How to Run an MX Lookup
Use DNS Lookup and select MX record type, or use your MX-specific workflow. Confirm you see the expected values publicly. If you changed MX recently, use DNS Propagation Checker to see how different regions respond.
Common MX Problems
1) Mixed providers. You have MX entries for both Google and Microsoft. That can cause mail to route unpredictably.
2) Wrong priority ordering. Some admins accidentally set priority numbers incorrectly, causing a backup server to receive mail first.
3) Old MX still present. After migration, old MX can continue receiving mail if priorities allow it.
4) MX points to a non-existent hostname. If the hostname does not resolve, mail bounces.
Recommended Next Steps
Once MX routing is correct, complete email authentication for deliverability and security. Confirm SPF, DKIM, and DMARC are published as TXT records and aligned with your From domain.
- DNS Lookup to validate TXT records for SPF/DKIM/DMARC.

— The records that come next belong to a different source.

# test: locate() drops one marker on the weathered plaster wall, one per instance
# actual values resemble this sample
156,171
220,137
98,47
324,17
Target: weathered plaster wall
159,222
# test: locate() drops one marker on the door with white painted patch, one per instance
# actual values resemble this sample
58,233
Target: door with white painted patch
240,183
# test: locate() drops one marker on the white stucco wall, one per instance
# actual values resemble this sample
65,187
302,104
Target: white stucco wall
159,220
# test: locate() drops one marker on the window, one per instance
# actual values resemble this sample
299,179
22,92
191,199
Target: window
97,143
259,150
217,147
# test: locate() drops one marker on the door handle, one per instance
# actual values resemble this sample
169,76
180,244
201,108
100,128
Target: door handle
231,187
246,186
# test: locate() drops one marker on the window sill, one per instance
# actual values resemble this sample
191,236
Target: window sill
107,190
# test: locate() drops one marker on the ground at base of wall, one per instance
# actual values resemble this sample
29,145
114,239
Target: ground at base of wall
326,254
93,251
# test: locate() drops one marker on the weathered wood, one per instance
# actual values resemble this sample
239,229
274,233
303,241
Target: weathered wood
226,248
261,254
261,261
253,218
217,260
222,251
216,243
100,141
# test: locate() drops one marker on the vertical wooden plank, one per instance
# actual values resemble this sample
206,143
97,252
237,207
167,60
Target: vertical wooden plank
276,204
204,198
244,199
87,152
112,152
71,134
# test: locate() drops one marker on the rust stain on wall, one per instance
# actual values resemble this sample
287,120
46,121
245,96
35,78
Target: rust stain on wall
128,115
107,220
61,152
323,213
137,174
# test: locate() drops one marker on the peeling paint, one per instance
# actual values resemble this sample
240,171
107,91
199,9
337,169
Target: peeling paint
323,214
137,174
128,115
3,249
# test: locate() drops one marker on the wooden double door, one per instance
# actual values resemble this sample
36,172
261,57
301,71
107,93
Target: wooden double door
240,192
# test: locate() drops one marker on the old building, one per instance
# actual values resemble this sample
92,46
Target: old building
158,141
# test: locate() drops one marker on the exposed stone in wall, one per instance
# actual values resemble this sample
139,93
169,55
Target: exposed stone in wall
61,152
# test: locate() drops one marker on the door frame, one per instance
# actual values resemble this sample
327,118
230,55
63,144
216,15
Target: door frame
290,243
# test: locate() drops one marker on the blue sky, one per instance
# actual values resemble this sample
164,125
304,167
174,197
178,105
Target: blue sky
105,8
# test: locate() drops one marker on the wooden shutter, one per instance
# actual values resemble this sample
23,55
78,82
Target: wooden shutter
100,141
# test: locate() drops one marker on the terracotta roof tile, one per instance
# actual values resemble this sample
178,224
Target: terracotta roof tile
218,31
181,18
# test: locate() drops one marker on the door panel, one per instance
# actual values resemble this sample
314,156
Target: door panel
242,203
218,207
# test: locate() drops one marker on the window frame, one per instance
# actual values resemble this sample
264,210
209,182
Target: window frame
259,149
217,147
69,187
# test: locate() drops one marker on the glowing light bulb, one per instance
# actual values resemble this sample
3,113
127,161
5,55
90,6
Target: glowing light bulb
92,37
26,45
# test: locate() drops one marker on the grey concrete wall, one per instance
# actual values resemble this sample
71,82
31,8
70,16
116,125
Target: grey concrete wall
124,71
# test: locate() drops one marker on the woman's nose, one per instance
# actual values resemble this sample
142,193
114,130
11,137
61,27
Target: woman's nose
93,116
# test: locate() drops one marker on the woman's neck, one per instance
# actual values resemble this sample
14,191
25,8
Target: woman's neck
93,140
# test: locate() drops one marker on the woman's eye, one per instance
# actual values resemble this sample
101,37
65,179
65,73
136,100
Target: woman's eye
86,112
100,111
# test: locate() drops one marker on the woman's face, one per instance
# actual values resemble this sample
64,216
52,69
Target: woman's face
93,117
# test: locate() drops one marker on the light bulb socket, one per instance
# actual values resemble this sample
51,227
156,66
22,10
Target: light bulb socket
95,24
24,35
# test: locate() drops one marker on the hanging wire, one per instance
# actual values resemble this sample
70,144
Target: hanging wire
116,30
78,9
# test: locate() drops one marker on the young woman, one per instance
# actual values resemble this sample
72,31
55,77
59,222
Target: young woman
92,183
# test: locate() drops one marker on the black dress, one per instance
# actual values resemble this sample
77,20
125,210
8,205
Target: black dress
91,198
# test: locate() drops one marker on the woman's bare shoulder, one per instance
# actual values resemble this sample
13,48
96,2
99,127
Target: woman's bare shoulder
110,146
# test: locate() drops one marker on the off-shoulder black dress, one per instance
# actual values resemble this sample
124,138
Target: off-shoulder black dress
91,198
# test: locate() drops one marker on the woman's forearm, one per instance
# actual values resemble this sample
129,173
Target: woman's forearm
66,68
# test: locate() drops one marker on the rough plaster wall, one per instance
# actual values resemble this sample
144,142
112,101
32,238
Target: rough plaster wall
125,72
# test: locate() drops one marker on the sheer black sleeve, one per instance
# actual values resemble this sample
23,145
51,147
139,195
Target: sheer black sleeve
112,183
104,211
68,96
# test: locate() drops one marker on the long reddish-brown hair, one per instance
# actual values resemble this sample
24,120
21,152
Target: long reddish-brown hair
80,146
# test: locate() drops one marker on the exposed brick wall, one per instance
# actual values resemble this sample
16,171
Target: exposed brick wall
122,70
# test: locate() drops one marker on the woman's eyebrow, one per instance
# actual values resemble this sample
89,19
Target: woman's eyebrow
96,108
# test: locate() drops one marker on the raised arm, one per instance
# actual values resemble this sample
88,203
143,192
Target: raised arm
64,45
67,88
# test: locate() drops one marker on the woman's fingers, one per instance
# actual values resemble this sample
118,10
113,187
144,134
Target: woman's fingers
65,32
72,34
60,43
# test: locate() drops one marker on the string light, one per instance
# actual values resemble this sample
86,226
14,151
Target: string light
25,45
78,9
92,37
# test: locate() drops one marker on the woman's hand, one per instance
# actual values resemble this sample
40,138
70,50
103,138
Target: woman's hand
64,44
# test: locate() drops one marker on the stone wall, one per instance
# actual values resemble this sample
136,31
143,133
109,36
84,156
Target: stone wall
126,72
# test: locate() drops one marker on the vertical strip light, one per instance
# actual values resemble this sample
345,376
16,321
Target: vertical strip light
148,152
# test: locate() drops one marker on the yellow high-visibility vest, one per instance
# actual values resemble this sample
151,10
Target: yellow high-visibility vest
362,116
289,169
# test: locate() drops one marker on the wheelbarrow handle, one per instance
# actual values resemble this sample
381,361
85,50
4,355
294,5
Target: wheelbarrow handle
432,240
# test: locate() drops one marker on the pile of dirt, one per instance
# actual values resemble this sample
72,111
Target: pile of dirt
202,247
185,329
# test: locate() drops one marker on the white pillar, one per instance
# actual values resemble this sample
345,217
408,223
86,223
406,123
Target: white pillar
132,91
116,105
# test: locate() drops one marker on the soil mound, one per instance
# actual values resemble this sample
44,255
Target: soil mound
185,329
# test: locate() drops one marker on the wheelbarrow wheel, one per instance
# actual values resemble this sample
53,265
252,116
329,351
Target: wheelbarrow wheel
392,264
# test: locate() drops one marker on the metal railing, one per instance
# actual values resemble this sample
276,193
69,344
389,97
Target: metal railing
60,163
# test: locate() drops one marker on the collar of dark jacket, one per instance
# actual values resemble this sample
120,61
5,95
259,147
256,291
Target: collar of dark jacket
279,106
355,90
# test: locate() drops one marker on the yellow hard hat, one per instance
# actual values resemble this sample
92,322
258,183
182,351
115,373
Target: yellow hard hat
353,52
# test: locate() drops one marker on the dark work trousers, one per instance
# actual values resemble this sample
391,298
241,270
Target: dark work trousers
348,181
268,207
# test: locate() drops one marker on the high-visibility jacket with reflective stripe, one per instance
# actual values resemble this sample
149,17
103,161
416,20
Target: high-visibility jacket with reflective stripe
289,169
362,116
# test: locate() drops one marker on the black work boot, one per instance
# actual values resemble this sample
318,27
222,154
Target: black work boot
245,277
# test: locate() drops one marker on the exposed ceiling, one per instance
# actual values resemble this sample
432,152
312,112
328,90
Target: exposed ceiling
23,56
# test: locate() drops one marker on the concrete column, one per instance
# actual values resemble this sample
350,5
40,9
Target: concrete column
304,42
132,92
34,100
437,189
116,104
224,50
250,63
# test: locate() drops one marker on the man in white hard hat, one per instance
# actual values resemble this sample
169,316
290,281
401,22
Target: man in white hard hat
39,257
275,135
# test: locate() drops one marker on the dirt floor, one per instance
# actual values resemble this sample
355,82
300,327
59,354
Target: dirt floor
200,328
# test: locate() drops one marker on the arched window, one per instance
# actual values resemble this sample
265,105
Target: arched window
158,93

- DNS Propagation Checker when changes are new.
FAQ
Q: Do I need MX records for a website?
A: No. MX records are only for email reception.
Q: What priority should my main MX have?
A: Lower numbers are tried first. Providers usually specify the exact priority numbers to use. Follow their official documentation.
Q: Why does email bounce after changing MX?
A: Common causes are propagation delay, wrong values, or missing verification steps with the new provider.
Q: Can I point MX to an IP address?
A: MX must point to a hostname, not directly to an IP.
Q: How long does it take for MX changes to work?
A: It depends on TTL and caching. Many updates take minutes, but global consistency can take longer.
Q: Do SPF/DKIM/DMARC affect receiving mail?
A: They mainly affect sending and reputation, but misconfiguration can still cause confusion during migrations.